Of course the wide-eyed girl eager to learn and grow and develop her mind may be disappointed by the teachers she encounters. Under the influence of commercial concerns and their elected representatives, education has been transformed. It is no longer a means to help the intellect grow and flourish. It is now merely a means to mold the intellect into a useful tool for commercial concerns. If a mind wants to grow and flourish, it will need to investigate various forms and methods of education and find those best suited to its development. To recover from the damage commercial concerns have inflicted on the human mind, we must cast off our adult cynicism, recover the eager enthusiasm of the wide-eyed boy or girl within us, and return to the library with renewed vigor.

The fact that the ideal of intellectual flourishing has largely disappeared from the public discourse of today should give us a hint where we might look for teachers who can help the mind flourish. We must look to the past, when the ideal of intellectual flourishing was still alive. We must look to those minds most independent of the forces of commerce and politics. In an age where forces that seek to make the mind into an instrument rather than an end in itself are becoming ever more dominant, it is not surprising that teachers with the courage to defy this trend are becoming harder and harder to find.

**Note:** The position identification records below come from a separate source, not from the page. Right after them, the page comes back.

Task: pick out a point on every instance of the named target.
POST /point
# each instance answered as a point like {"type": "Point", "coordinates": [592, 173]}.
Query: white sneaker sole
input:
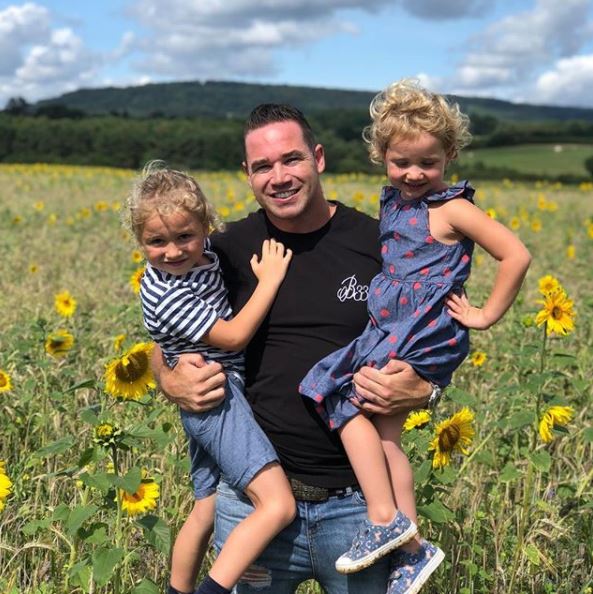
{"type": "Point", "coordinates": [423, 576]}
{"type": "Point", "coordinates": [350, 566]}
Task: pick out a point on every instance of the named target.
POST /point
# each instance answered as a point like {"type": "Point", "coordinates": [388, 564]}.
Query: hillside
{"type": "Point", "coordinates": [232, 99]}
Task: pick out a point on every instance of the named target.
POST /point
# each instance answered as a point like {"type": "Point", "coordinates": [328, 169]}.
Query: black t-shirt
{"type": "Point", "coordinates": [320, 307]}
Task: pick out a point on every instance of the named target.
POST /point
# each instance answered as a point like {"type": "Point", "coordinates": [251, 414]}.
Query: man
{"type": "Point", "coordinates": [320, 307]}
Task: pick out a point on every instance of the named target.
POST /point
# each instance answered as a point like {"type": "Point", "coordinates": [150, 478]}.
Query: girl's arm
{"type": "Point", "coordinates": [235, 334]}
{"type": "Point", "coordinates": [467, 219]}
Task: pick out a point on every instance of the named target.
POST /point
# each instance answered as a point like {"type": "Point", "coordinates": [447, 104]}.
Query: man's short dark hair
{"type": "Point", "coordinates": [269, 113]}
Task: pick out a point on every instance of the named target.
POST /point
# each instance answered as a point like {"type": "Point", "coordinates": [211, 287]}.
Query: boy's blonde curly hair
{"type": "Point", "coordinates": [164, 191]}
{"type": "Point", "coordinates": [405, 109]}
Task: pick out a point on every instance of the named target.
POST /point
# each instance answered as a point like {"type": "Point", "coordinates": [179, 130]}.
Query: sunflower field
{"type": "Point", "coordinates": [93, 468]}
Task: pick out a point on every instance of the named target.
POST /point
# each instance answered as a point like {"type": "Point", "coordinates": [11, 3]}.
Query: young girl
{"type": "Point", "coordinates": [418, 313]}
{"type": "Point", "coordinates": [185, 309]}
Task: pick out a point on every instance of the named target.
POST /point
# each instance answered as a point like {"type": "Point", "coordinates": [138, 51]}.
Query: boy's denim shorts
{"type": "Point", "coordinates": [226, 441]}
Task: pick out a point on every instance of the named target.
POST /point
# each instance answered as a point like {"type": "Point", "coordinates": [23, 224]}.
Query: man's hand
{"type": "Point", "coordinates": [394, 389]}
{"type": "Point", "coordinates": [192, 384]}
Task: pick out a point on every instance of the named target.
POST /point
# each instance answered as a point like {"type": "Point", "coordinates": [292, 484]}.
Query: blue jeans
{"type": "Point", "coordinates": [306, 549]}
{"type": "Point", "coordinates": [226, 440]}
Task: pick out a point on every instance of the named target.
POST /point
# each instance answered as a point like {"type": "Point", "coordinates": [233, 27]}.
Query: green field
{"type": "Point", "coordinates": [537, 159]}
{"type": "Point", "coordinates": [514, 515]}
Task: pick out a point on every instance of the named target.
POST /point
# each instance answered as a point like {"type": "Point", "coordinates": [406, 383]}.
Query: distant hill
{"type": "Point", "coordinates": [232, 99]}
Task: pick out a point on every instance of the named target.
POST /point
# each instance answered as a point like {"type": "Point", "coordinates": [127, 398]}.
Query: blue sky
{"type": "Point", "coordinates": [533, 51]}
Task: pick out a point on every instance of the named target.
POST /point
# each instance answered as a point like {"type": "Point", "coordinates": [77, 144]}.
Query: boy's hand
{"type": "Point", "coordinates": [272, 266]}
{"type": "Point", "coordinates": [461, 310]}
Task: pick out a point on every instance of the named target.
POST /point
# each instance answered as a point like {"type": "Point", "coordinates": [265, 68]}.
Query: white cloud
{"type": "Point", "coordinates": [506, 58]}
{"type": "Point", "coordinates": [38, 59]}
{"type": "Point", "coordinates": [238, 38]}
{"type": "Point", "coordinates": [569, 83]}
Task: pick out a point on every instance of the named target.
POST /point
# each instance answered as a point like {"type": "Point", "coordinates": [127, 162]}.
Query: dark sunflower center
{"type": "Point", "coordinates": [132, 370]}
{"type": "Point", "coordinates": [449, 438]}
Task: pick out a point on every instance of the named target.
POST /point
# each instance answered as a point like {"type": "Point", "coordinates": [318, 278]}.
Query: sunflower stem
{"type": "Point", "coordinates": [118, 520]}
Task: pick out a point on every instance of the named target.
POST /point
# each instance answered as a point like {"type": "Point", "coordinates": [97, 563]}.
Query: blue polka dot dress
{"type": "Point", "coordinates": [407, 317]}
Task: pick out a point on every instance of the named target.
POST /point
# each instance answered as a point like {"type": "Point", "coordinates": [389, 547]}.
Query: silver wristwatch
{"type": "Point", "coordinates": [434, 397]}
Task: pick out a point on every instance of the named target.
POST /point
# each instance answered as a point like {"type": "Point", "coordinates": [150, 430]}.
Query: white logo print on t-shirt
{"type": "Point", "coordinates": [350, 289]}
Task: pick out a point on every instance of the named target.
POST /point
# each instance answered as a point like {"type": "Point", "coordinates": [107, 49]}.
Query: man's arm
{"type": "Point", "coordinates": [393, 389]}
{"type": "Point", "coordinates": [192, 384]}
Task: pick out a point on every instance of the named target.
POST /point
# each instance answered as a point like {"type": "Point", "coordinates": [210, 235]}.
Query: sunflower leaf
{"type": "Point", "coordinates": [104, 562]}
{"type": "Point", "coordinates": [130, 482]}
{"type": "Point", "coordinates": [90, 383]}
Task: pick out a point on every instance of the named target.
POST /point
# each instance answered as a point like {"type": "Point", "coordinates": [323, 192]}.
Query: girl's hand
{"type": "Point", "coordinates": [461, 310]}
{"type": "Point", "coordinates": [273, 264]}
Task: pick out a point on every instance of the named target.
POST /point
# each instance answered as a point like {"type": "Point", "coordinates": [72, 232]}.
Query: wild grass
{"type": "Point", "coordinates": [514, 516]}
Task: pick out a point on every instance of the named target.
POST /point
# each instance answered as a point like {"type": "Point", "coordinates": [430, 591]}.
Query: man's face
{"type": "Point", "coordinates": [284, 173]}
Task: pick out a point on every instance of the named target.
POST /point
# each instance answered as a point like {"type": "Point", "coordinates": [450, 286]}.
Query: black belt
{"type": "Point", "coordinates": [304, 492]}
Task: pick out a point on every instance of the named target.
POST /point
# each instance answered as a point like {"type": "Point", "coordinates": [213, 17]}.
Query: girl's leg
{"type": "Point", "coordinates": [390, 429]}
{"type": "Point", "coordinates": [191, 544]}
{"type": "Point", "coordinates": [365, 452]}
{"type": "Point", "coordinates": [275, 508]}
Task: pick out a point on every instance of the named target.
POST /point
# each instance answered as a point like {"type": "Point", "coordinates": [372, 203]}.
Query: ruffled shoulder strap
{"type": "Point", "coordinates": [462, 189]}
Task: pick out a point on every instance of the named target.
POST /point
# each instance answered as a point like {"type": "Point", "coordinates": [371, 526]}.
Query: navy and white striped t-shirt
{"type": "Point", "coordinates": [179, 310]}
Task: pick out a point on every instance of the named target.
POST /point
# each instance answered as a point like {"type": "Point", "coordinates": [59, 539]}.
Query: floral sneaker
{"type": "Point", "coordinates": [374, 541]}
{"type": "Point", "coordinates": [410, 571]}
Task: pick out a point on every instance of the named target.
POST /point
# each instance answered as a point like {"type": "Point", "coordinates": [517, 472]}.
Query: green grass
{"type": "Point", "coordinates": [538, 159]}
{"type": "Point", "coordinates": [514, 516]}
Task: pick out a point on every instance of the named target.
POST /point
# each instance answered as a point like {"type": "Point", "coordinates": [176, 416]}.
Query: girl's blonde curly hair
{"type": "Point", "coordinates": [405, 109]}
{"type": "Point", "coordinates": [164, 191]}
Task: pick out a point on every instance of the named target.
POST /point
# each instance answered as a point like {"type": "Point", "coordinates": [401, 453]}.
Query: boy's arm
{"type": "Point", "coordinates": [235, 334]}
{"type": "Point", "coordinates": [192, 384]}
{"type": "Point", "coordinates": [505, 247]}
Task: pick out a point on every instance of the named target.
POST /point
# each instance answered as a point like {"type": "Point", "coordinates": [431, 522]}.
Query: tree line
{"type": "Point", "coordinates": [60, 134]}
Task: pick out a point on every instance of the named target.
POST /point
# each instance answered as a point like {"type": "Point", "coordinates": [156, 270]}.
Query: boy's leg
{"type": "Point", "coordinates": [274, 509]}
{"type": "Point", "coordinates": [191, 544]}
{"type": "Point", "coordinates": [306, 549]}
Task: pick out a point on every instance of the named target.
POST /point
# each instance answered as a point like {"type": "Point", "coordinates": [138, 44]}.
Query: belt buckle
{"type": "Point", "coordinates": [304, 492]}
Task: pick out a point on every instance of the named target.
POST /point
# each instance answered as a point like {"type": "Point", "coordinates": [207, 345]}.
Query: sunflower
{"type": "Point", "coordinates": [65, 304]}
{"type": "Point", "coordinates": [5, 382]}
{"type": "Point", "coordinates": [58, 343]}
{"type": "Point", "coordinates": [548, 284]}
{"type": "Point", "coordinates": [143, 500]}
{"type": "Point", "coordinates": [452, 435]}
{"type": "Point", "coordinates": [478, 358]}
{"type": "Point", "coordinates": [129, 377]}
{"type": "Point", "coordinates": [555, 416]}
{"type": "Point", "coordinates": [417, 419]}
{"type": "Point", "coordinates": [118, 341]}
{"type": "Point", "coordinates": [5, 485]}
{"type": "Point", "coordinates": [136, 278]}
{"type": "Point", "coordinates": [106, 434]}
{"type": "Point", "coordinates": [557, 313]}
{"type": "Point", "coordinates": [137, 256]}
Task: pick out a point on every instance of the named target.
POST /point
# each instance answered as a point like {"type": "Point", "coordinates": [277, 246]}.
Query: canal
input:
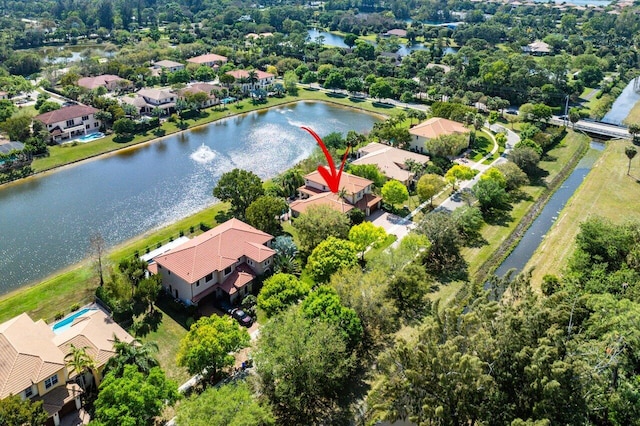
{"type": "Point", "coordinates": [535, 234]}
{"type": "Point", "coordinates": [46, 221]}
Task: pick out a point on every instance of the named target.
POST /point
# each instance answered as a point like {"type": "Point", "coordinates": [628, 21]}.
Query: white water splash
{"type": "Point", "coordinates": [203, 154]}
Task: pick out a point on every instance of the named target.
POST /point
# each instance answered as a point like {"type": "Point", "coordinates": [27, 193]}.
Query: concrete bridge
{"type": "Point", "coordinates": [596, 128]}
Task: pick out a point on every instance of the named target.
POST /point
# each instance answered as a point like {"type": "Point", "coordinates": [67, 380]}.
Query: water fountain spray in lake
{"type": "Point", "coordinates": [203, 154]}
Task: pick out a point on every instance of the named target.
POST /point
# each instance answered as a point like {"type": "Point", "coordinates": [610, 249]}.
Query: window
{"type": "Point", "coordinates": [51, 381]}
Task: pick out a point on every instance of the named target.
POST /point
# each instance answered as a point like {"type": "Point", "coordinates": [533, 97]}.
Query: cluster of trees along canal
{"type": "Point", "coordinates": [46, 221]}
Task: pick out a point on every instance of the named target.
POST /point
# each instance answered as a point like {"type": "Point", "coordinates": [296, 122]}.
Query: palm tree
{"type": "Point", "coordinates": [79, 362]}
{"type": "Point", "coordinates": [132, 353]}
{"type": "Point", "coordinates": [630, 152]}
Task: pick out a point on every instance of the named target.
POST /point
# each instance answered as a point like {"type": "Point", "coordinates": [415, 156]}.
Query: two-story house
{"type": "Point", "coordinates": [390, 161]}
{"type": "Point", "coordinates": [209, 60]}
{"type": "Point", "coordinates": [167, 65]}
{"type": "Point", "coordinates": [222, 262]}
{"type": "Point", "coordinates": [145, 100]}
{"type": "Point", "coordinates": [356, 192]}
{"type": "Point", "coordinates": [71, 121]}
{"type": "Point", "coordinates": [434, 128]}
{"type": "Point", "coordinates": [32, 358]}
{"type": "Point", "coordinates": [108, 81]}
{"type": "Point", "coordinates": [263, 79]}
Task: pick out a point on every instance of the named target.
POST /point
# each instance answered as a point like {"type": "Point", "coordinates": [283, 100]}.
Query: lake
{"type": "Point", "coordinates": [338, 41]}
{"type": "Point", "coordinates": [46, 220]}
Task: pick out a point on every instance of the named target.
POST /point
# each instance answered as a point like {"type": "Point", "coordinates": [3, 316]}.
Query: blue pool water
{"type": "Point", "coordinates": [65, 324]}
{"type": "Point", "coordinates": [91, 137]}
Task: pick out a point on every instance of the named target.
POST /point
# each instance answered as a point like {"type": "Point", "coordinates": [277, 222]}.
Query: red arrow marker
{"type": "Point", "coordinates": [330, 176]}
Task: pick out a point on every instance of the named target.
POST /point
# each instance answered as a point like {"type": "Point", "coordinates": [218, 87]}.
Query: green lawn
{"type": "Point", "coordinates": [607, 191]}
{"type": "Point", "coordinates": [78, 283]}
{"type": "Point", "coordinates": [495, 234]}
{"type": "Point", "coordinates": [70, 153]}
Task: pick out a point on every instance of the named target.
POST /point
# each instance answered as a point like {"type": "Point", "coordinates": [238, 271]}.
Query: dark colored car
{"type": "Point", "coordinates": [242, 317]}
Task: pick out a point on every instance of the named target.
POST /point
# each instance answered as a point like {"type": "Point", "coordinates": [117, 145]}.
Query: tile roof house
{"type": "Point", "coordinates": [209, 89]}
{"type": "Point", "coordinates": [210, 60]}
{"type": "Point", "coordinates": [316, 192]}
{"type": "Point", "coordinates": [433, 128]}
{"type": "Point", "coordinates": [67, 122]}
{"type": "Point", "coordinates": [537, 48]}
{"type": "Point", "coordinates": [264, 79]}
{"type": "Point", "coordinates": [108, 81]}
{"type": "Point", "coordinates": [222, 262]}
{"type": "Point", "coordinates": [148, 99]}
{"type": "Point", "coordinates": [391, 161]}
{"type": "Point", "coordinates": [32, 357]}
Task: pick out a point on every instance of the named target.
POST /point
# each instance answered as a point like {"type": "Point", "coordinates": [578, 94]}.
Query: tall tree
{"type": "Point", "coordinates": [264, 214]}
{"type": "Point", "coordinates": [240, 188]}
{"type": "Point", "coordinates": [280, 291]}
{"type": "Point", "coordinates": [209, 344]}
{"type": "Point", "coordinates": [135, 398]}
{"type": "Point", "coordinates": [16, 411]}
{"type": "Point", "coordinates": [630, 152]}
{"type": "Point", "coordinates": [228, 405]}
{"type": "Point", "coordinates": [318, 223]}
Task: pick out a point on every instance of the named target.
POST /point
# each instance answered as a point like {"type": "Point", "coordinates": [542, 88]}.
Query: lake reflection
{"type": "Point", "coordinates": [45, 221]}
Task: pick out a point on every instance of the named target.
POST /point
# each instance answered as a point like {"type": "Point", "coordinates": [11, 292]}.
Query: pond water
{"type": "Point", "coordinates": [541, 225]}
{"type": "Point", "coordinates": [338, 41]}
{"type": "Point", "coordinates": [622, 105]}
{"type": "Point", "coordinates": [46, 221]}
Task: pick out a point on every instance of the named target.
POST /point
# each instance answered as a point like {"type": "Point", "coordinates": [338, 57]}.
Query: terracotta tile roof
{"type": "Point", "coordinates": [97, 81]}
{"type": "Point", "coordinates": [238, 74]}
{"type": "Point", "coordinates": [95, 331]}
{"type": "Point", "coordinates": [209, 57]}
{"type": "Point", "coordinates": [216, 250]}
{"type": "Point", "coordinates": [66, 113]}
{"type": "Point", "coordinates": [324, 199]}
{"type": "Point", "coordinates": [389, 160]}
{"type": "Point", "coordinates": [351, 183]}
{"type": "Point", "coordinates": [27, 354]}
{"type": "Point", "coordinates": [167, 64]}
{"type": "Point", "coordinates": [53, 401]}
{"type": "Point", "coordinates": [437, 126]}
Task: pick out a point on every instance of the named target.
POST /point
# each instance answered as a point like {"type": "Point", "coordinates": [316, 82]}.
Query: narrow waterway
{"type": "Point", "coordinates": [622, 105]}
{"type": "Point", "coordinates": [519, 257]}
{"type": "Point", "coordinates": [46, 221]}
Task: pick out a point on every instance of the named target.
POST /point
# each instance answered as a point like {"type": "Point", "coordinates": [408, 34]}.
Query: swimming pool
{"type": "Point", "coordinates": [91, 137]}
{"type": "Point", "coordinates": [65, 324]}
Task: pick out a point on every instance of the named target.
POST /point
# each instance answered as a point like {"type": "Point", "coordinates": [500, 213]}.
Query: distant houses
{"type": "Point", "coordinates": [390, 161]}
{"type": "Point", "coordinates": [358, 193]}
{"type": "Point", "coordinates": [209, 60]}
{"type": "Point", "coordinates": [68, 122]}
{"type": "Point", "coordinates": [264, 79]}
{"type": "Point", "coordinates": [432, 129]}
{"type": "Point", "coordinates": [108, 81]}
{"type": "Point", "coordinates": [32, 358]}
{"type": "Point", "coordinates": [222, 263]}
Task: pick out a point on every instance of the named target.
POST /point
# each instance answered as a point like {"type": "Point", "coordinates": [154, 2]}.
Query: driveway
{"type": "Point", "coordinates": [392, 223]}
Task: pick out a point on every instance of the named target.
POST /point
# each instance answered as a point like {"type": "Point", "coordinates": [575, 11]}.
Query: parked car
{"type": "Point", "coordinates": [225, 307]}
{"type": "Point", "coordinates": [242, 317]}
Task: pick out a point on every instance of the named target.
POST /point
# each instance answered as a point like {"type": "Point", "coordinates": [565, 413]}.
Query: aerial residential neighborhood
{"type": "Point", "coordinates": [319, 213]}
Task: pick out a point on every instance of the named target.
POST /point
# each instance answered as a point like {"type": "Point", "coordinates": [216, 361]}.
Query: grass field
{"type": "Point", "coordinates": [607, 191]}
{"type": "Point", "coordinates": [495, 234]}
{"type": "Point", "coordinates": [634, 115]}
{"type": "Point", "coordinates": [69, 153]}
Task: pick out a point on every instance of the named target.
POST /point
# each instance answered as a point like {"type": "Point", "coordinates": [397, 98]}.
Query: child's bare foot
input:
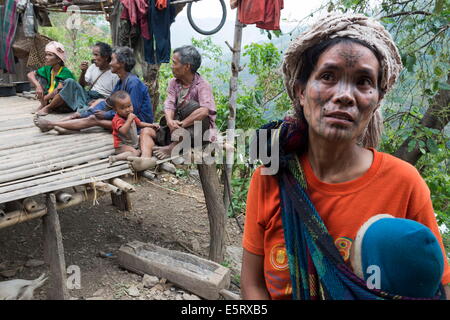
{"type": "Point", "coordinates": [141, 164]}
{"type": "Point", "coordinates": [42, 124]}
{"type": "Point", "coordinates": [112, 159]}
{"type": "Point", "coordinates": [64, 131]}
{"type": "Point", "coordinates": [44, 111]}
{"type": "Point", "coordinates": [75, 115]}
{"type": "Point", "coordinates": [162, 152]}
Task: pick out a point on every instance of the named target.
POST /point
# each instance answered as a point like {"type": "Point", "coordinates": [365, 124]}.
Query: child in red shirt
{"type": "Point", "coordinates": [130, 142]}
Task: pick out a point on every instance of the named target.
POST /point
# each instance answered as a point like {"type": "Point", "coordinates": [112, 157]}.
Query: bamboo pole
{"type": "Point", "coordinates": [122, 185]}
{"type": "Point", "coordinates": [235, 69]}
{"type": "Point", "coordinates": [14, 217]}
{"type": "Point", "coordinates": [52, 144]}
{"type": "Point", "coordinates": [54, 173]}
{"type": "Point", "coordinates": [106, 187]}
{"type": "Point", "coordinates": [48, 158]}
{"type": "Point", "coordinates": [70, 176]}
{"type": "Point", "coordinates": [38, 140]}
{"type": "Point", "coordinates": [58, 186]}
{"type": "Point", "coordinates": [54, 159]}
{"type": "Point", "coordinates": [56, 166]}
{"type": "Point", "coordinates": [63, 197]}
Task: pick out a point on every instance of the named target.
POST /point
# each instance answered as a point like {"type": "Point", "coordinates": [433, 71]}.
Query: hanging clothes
{"type": "Point", "coordinates": [9, 20]}
{"type": "Point", "coordinates": [135, 11]}
{"type": "Point", "coordinates": [157, 50]}
{"type": "Point", "coordinates": [265, 14]}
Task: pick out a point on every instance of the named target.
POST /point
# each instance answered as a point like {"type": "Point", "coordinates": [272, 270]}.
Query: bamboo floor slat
{"type": "Point", "coordinates": [32, 162]}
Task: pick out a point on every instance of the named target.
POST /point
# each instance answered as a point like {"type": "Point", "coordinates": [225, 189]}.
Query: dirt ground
{"type": "Point", "coordinates": [92, 235]}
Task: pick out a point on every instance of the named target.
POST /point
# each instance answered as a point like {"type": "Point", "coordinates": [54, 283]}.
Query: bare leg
{"type": "Point", "coordinates": [147, 142]}
{"type": "Point", "coordinates": [57, 101]}
{"type": "Point", "coordinates": [75, 115]}
{"type": "Point", "coordinates": [164, 152]}
{"type": "Point", "coordinates": [123, 152]}
{"type": "Point", "coordinates": [95, 102]}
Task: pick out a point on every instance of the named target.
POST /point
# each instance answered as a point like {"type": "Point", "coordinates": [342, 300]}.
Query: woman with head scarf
{"type": "Point", "coordinates": [50, 78]}
{"type": "Point", "coordinates": [301, 223]}
{"type": "Point", "coordinates": [96, 83]}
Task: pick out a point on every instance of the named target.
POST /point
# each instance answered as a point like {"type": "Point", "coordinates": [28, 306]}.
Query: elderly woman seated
{"type": "Point", "coordinates": [98, 78]}
{"type": "Point", "coordinates": [189, 100]}
{"type": "Point", "coordinates": [50, 78]}
{"type": "Point", "coordinates": [122, 62]}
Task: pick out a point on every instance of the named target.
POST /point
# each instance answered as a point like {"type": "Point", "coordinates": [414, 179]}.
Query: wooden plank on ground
{"type": "Point", "coordinates": [203, 277]}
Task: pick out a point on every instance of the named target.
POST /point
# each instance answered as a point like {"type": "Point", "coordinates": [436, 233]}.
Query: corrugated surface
{"type": "Point", "coordinates": [32, 162]}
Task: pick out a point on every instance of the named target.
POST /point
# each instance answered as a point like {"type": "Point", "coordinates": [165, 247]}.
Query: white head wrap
{"type": "Point", "coordinates": [354, 26]}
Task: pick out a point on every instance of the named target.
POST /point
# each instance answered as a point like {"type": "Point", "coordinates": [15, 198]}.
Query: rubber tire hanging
{"type": "Point", "coordinates": [205, 32]}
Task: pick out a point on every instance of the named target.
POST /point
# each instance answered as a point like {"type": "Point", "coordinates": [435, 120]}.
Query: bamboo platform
{"type": "Point", "coordinates": [33, 163]}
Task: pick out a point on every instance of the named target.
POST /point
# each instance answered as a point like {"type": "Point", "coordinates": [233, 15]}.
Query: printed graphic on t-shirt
{"type": "Point", "coordinates": [278, 257]}
{"type": "Point", "coordinates": [344, 244]}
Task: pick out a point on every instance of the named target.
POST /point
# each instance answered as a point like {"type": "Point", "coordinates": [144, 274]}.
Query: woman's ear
{"type": "Point", "coordinates": [299, 91]}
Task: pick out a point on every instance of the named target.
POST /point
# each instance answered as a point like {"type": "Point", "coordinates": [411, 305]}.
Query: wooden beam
{"type": "Point", "coordinates": [121, 201]}
{"type": "Point", "coordinates": [216, 211]}
{"type": "Point", "coordinates": [11, 218]}
{"type": "Point", "coordinates": [122, 185]}
{"type": "Point", "coordinates": [54, 252]}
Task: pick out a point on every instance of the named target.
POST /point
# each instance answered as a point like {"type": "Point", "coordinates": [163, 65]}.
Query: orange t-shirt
{"type": "Point", "coordinates": [390, 186]}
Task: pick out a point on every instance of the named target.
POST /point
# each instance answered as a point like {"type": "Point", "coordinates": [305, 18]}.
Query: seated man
{"type": "Point", "coordinates": [98, 78]}
{"type": "Point", "coordinates": [122, 62]}
{"type": "Point", "coordinates": [189, 99]}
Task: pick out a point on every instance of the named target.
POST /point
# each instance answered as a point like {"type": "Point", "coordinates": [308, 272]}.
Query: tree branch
{"type": "Point", "coordinates": [408, 13]}
{"type": "Point", "coordinates": [434, 37]}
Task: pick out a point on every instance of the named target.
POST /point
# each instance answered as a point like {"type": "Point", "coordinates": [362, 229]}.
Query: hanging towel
{"type": "Point", "coordinates": [135, 11]}
{"type": "Point", "coordinates": [9, 21]}
{"type": "Point", "coordinates": [157, 50]}
{"type": "Point", "coordinates": [264, 13]}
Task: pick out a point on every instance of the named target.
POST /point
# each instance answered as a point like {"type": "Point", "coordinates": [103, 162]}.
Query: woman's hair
{"type": "Point", "coordinates": [189, 55]}
{"type": "Point", "coordinates": [372, 135]}
{"type": "Point", "coordinates": [125, 55]}
{"type": "Point", "coordinates": [105, 49]}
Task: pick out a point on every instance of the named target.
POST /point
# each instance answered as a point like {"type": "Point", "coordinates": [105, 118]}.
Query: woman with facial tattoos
{"type": "Point", "coordinates": [301, 222]}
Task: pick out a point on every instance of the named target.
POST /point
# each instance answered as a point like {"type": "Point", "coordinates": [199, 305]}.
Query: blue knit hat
{"type": "Point", "coordinates": [406, 254]}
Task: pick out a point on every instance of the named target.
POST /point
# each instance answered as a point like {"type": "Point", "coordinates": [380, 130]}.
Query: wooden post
{"type": "Point", "coordinates": [121, 201]}
{"type": "Point", "coordinates": [151, 73]}
{"type": "Point", "coordinates": [216, 211]}
{"type": "Point", "coordinates": [114, 22]}
{"type": "Point", "coordinates": [54, 252]}
{"type": "Point", "coordinates": [235, 69]}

Where have my own efforts, the attempts of the wide-eyed boy within me to find intellectual nourishment, led? To the German intellectuals of the eighteenth and nineteenth century who sought to bring the concept of Bildung to its highest realization—including their American representatives, Emerson and Thoreau.

Bildung means, literally, forming, building, shaping. The student may have tried many times to build an intellectual edifice. And it keeps tumbling down. The lower levels aren’t strong enough to stand the weight of the higher ones. So the student looks to the teacher for help. The teacher offers suggestions for repairing and improving the foundation of the student’s intellectual edifice. This, as I understand it, is Bildung—a form of education that seeks to prepare the student to form, build and shape his or her own intellect. This stands in stark contrast to the educational practices of today, which seek to forcibly mold the intellect into a form useful to commercial enterprises.

We know that intellectual life sometimes suffers from eras of stagnation. The Dark Ages are called dark because in these centuries the intellectual light was extinguished. In the tenth century intellect was subservient to the Church and was unable to flourish. In our century intellect is subservient to commerce and is unable to flourish. We live in the Dark Age of Commerce.

A mind that makes falsehood and illusion part of its foundation is unlikely to be able to build an impressive edifice upon it. Newton’s laws are a solid foundation for intellectual development. Pre-Copernican astronomy is not. Unfortunately, many students look at mathematics and physics in the same way they look at oppressive systems of law. This is the fault of bad teachers, who attempt to use their authority to indoctrinate students, rather than seeking to persuade them.

Just as a tree can be confined in a small space and prevented from flourishing, so a human mind can be confined to a role and prevented from flourishing. Servitude to the market, whether in the role of janitor or chief executive officer, prevents the mind from developing in those dimensions which have no value in the market. By making the market our God, and devoting our minds to serving this God, we have impaired the development of intellect as much as those who demanded complete devotion to the narrow conception of God prevalent in the Dark Ages.